Tutorial 0: Data Preparation & Management¶
This tutorial covers the complete data pipeline in MolecularDiffusion—from raw 3D structures to training-ready PyTorch datasets. It is divided into two main parts:
The CLI Data Operations (
MolCraftDiff data): How to compile, augment, and featurize your datasets into unified ASE databases.The
DataModuleConfiguration: How to load those databases into the training engine with on-the-fly preprocessing.
Part 1: Data Preparation via CLI¶
The MolCraftDiff data command group provides utilities for managing raw .xyz files and converting them into unified .db (ASE Database) files.
1. Compilation & Annotation¶
First, compile your raw XYZ files or NumPy arrays into a single ASE database:
# From a directory of .xyz files
MolCraftDiff data prepare compile -s xyz_dir/ -d dataset.db
# From NumPy arrays with a metadata CSV
MolCraftDiff data prepare compile -s coords.npy -n natoms.npy -c metadata.csv -d dataset.db
Add custom metadata tags (like project or subset labels) to your new database:
MolCraftDiff data prepare annotate -d dataset.db -t group -v training
2. Featurization¶
Convert 3D structures into fixed-length vectors for downstream property guidance or evaluation tasks:
# Generate Morgan fingerprints (requires RDKit SMILES generation)
MolCraftDiff data featurize -m morgan -i dataset.db -o features/ --radius 2 --nbits 2048
# Compute SOAP descriptors
MolCraftDiff data featurize -m soap -i xyz_dir/ -o features/ --rcut 5.0 --nmax 8 --lmax 6
3. Data Augmentation¶
Increase dataset diversity via structural transformations:
# Charge Augmentation: Randomly add/remove hydrogens
MolCraftDiff data augment charge -i dataset.db -o augmented.db --max-h 1 --db
# Coordinate Distortion: Apply random Gaussian noise to atomic coordinates
MolCraftDiff data augment distortion -i xyz_dir/ -o noisy_xyz/ --sigma 0.1
4. ASE Database Operations¶
Manage and inspect your compiled datasets:
# Merge multiple DBs
MolCraftDiff data ase-ops merge -i db_dir/ -o merged.db
# Sample 10% of entries for a quick test
MolCraftDiff data ase-ops sample -i dataset.db -o subset.db --fraction 0.1
# Inspect property distributions and generate plots
MolCraftDiff data ase-ops inspect -d dataset.db --limit 10 --output plots/
Part 2: Loading Data for Training (DataModule)¶
Once you have your compiled dataset.db (or just your raw CSV/XYZ files), you use the DataModule in your YAML configuration to load them into the training engine.

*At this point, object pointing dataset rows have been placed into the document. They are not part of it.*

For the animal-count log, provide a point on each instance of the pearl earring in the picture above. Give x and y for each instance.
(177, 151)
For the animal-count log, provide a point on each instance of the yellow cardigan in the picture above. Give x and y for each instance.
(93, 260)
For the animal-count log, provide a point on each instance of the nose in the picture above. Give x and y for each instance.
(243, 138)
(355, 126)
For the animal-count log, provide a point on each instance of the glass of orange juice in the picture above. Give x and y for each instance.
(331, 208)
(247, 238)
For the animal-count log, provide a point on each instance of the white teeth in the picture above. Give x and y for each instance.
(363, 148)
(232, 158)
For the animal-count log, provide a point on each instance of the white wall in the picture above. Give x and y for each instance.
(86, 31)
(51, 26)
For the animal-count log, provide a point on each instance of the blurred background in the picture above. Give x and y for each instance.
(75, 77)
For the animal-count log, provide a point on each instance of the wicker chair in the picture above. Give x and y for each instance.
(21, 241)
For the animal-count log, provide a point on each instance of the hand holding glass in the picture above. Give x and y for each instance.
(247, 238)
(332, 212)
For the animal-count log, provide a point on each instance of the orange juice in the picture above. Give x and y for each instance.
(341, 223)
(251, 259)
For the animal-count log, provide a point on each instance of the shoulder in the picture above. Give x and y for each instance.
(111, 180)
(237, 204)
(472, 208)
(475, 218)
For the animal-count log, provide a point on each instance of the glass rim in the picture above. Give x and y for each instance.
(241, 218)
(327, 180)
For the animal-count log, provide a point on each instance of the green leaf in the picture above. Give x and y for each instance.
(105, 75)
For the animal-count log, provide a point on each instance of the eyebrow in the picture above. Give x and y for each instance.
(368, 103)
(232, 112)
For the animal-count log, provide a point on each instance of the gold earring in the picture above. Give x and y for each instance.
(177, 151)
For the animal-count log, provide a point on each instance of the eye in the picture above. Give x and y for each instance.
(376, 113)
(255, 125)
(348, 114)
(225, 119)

1. Supported Input Formats¶
The engine supports three primary inputs:
ASE Database (Recommended):
load_db- Reads the compiled.dbfiles from Part 1.CSV + XYZ:
load_csv- Reads a CSV metadata file mapping to a directory of.xyzfiles.CSV + NPY:
load_csv_npy- Reads coordinates and atom counts from.npyfiles.
2. Data Types (pointcloud vs pyg)¶
Two molecular tensor representations are supported, set via the data_type config:
Type |
Class |
Description |
|---|---|---|
|
|
Dense tensor format with padding, used by standard EDM models. |
|
|
PyTorch Geometric graph format with edge indices, used by architectures like EGCL. |
3. Node Featurization¶
You can compute graph or geometric features on-the-fly via node_feature_choice:
Geometric Features (
atom_topological,atom_geom,atom_geom_v2,atom_geom_v2_trun,atom_geom_opt): Computed directly from 3D coordinates. Works with all loader types.RDKit Scalar Features (
['degree', 'formal_charge', 'hybridization', 'is_aromatic']): Requires RDKit mol blocks, meaning it only works if you compiled an ASE Database (viaload_db).
One-hot encoding of atom types is controlled separately via use_ohe_feature: true.
4. Example Data Configuration¶
Here is how you wire everything together in your experiment’s YAML file to train on the .db you created in Part 1:
data:
_target_: MolecularDiffusion.runmodes.train.DataModule
# 1. Point to your compiled database
ase_db_path: data/augmented.db
dataset_name: my_augmented_dataset # Used to name the cached .pt file
# 2. Representation
data_type: pointcloud
# 3. Features & Constraints
use_ohe_feature: true
node_feature_choice: geometric_fast
atom_vocab: [H, C, N, O, F]
max_atom: 29
# 4. Training splits
batch_size: 64
train_ratio: 0.8
Note on Caching: The first time the engine runs, it parses your DB and caches the PyTorch tensors as
data/processed_data_my_augmented_dataset.pt. To force a re-parse, simply delete this.ptfile.